Puluhan ribu pendaftar Sekolah Menengah Atas (SMA) di Jawa Tengah menggunakan Surat Keterangan Tidak Mampu (SKTM) palsu alias sebenarnya orang mampu demi diterima di sekolah favorit. Sementara sejumlah sekolah di Solo malah kekurangan murid karena berlokasi jauh dari permukiman penduduk.
Sekretaris
Jenderal FSGI Heru Purnomo (CNNIndonesia.com, Rabu, 11/7/2018) mengatakan
pengertian di sejumlah pasal Permendikbud 14/2018 itu cukup bias. PPDB tahun
ini makin gaduh.
Masalah
pertama, kelemahan Permendikbud 14/2018 pada Bab III tentang Tata Cara PPDB. Pada
Bagian Keenam tentang Biaya di pasal 19 berbunyi, "Pemprov wajib menerima
dan membebaskan biaya pendidikan bagi peserta didik baru yang berasal dari keluarga
ekonomi tidak mampu yang berdomisili dalam satu wilayah daerah provinsi paling
sedikit 20 persen dari jumlah keseluruhan peserta didik yang diterima
dibuktikan dengan SKTM."
Pada Bagian
Keempat tentang Sistem Zonasi, dijelaskan bahwa sekolah yang diselenggarakan
oleh pemerintah daerah wajib menerima calon peserta didik yang berdomisili pada
radius zona terdekat. Dari jumlah keseluruhan peserta didik yang diterima,
minimal sekolah menerima 90 persen calon peserta didik yang berdomisili pada
radius zona terdekat. Sisanya, sebanyak lima persen untuk jalur prestasi dan
lima persen lagi untuk anak pindahan atau terjadi bencana alam atau sosial.
Mulai dari
pasal satu sampai enam Bagian Keempat tentang Sistem Zonasi, tidak satu pasal
pun menyebut SKTM. Masalah SKTM tidak ada sangkut pautnya dengan proses
penerimaan siswa baru. Dengan demikian, penerimaan dengan jalur SKTM
sebagaimana terjadi di Jawa Barat dan Jawa Tengah tidak berlandaskan payung
hukum. Dalam praktiknya, ternyata daerah mengimplementasikannya beda.
Masalah
kedua terlihat pada pasal 16 ayat 2 yang berbunyi, "Domisili calon peserta
didik yang termasuk dalam zonasi sekolah didasarkan pada alamat Kartu Keluarga
(KK) yang diterbitkan paling lambat enam bulan sebelum pelaksanaan PPDB."
Pasal
tersebut tidak mengukur dengan jelas alasan migrasi dukcapilnya dari suatu
daerah ke daerah lain.

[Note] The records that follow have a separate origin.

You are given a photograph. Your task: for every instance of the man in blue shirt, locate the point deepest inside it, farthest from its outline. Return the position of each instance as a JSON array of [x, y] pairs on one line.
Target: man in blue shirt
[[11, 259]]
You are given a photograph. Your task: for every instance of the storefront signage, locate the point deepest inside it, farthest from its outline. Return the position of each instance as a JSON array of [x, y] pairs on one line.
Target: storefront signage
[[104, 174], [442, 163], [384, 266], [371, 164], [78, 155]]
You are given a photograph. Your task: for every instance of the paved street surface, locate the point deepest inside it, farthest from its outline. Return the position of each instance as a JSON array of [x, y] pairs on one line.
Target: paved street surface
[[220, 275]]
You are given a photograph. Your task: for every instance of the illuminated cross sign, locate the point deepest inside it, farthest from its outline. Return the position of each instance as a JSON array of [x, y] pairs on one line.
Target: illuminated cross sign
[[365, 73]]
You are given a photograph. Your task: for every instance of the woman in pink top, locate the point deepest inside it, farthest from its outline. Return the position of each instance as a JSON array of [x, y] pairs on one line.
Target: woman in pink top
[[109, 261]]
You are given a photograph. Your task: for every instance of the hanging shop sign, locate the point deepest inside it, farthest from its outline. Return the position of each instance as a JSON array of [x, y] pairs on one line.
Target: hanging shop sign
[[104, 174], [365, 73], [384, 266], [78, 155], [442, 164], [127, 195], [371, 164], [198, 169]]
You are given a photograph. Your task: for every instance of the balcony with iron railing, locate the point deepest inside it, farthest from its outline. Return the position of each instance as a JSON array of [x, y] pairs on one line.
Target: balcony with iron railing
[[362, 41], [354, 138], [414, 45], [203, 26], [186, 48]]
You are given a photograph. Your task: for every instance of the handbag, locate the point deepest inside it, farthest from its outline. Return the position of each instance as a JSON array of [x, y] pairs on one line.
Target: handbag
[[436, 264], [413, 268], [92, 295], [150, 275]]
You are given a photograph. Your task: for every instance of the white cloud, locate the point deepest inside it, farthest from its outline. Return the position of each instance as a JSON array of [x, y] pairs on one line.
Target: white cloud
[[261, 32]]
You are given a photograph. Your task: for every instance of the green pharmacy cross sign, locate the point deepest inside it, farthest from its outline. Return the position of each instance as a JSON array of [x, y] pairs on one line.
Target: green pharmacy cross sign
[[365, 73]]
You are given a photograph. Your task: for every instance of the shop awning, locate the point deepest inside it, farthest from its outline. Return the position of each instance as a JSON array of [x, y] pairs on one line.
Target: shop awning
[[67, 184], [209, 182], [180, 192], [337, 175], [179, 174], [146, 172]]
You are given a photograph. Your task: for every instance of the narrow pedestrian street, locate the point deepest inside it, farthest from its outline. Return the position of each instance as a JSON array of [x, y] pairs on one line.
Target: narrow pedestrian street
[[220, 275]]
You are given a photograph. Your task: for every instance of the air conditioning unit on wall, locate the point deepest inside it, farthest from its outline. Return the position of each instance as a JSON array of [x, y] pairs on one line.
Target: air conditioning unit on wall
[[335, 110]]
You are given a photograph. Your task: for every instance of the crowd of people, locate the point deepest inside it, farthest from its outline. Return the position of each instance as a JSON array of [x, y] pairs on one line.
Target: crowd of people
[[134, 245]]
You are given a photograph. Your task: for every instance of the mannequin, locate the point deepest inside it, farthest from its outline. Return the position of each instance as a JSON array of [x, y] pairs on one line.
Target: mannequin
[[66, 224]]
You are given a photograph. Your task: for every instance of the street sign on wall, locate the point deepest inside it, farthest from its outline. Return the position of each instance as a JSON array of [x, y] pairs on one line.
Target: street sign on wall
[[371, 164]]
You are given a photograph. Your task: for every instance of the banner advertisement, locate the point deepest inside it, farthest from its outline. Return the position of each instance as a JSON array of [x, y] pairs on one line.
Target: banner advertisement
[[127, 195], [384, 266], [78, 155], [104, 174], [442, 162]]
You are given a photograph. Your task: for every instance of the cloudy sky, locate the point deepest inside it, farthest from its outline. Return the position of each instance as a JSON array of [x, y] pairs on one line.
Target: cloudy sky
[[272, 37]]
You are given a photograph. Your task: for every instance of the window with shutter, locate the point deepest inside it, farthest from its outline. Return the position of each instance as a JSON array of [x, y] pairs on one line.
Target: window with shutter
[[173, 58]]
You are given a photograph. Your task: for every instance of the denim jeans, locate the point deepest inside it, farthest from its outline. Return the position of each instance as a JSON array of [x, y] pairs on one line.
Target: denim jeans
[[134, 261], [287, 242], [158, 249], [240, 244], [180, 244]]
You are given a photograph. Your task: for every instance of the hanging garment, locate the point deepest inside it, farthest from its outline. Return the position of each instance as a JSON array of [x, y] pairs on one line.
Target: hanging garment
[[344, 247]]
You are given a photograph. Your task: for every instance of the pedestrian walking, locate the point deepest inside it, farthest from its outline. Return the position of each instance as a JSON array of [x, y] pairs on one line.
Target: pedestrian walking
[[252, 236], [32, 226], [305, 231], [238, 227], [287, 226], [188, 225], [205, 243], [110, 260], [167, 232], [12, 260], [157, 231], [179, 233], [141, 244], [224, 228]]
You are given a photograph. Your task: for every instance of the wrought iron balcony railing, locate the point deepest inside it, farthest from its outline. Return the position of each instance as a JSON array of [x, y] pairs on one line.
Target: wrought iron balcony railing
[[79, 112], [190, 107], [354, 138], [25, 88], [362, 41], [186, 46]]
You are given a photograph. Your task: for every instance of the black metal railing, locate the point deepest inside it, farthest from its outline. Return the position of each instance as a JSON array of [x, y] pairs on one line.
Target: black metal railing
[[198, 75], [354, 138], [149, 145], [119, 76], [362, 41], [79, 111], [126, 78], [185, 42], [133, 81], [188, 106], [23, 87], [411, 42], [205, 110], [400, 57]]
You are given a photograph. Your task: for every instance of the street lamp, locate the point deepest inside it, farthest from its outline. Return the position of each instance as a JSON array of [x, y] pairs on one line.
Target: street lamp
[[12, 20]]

Banyak migrasi DUKCAPIL digunakan hanya untuk memperoleh
peluang masuk sekolah negeri atau sekolah favorit. Akibatnya, tertutup peluang
siswa alih jenjang di zona tersebut. FSGI menemukan fakta tersebut dilakukan
oleh siswa berinisial F dari Cibinong, Bogor. F bersama kakaknya menumpang KK
di keluarga saudaranya yang berada di Kramat Jati, Jakarta Timur. Selanjutnya,
F diterima bersekolah di SMA negeri di Kecamatan Makasar, Jakarta Timur.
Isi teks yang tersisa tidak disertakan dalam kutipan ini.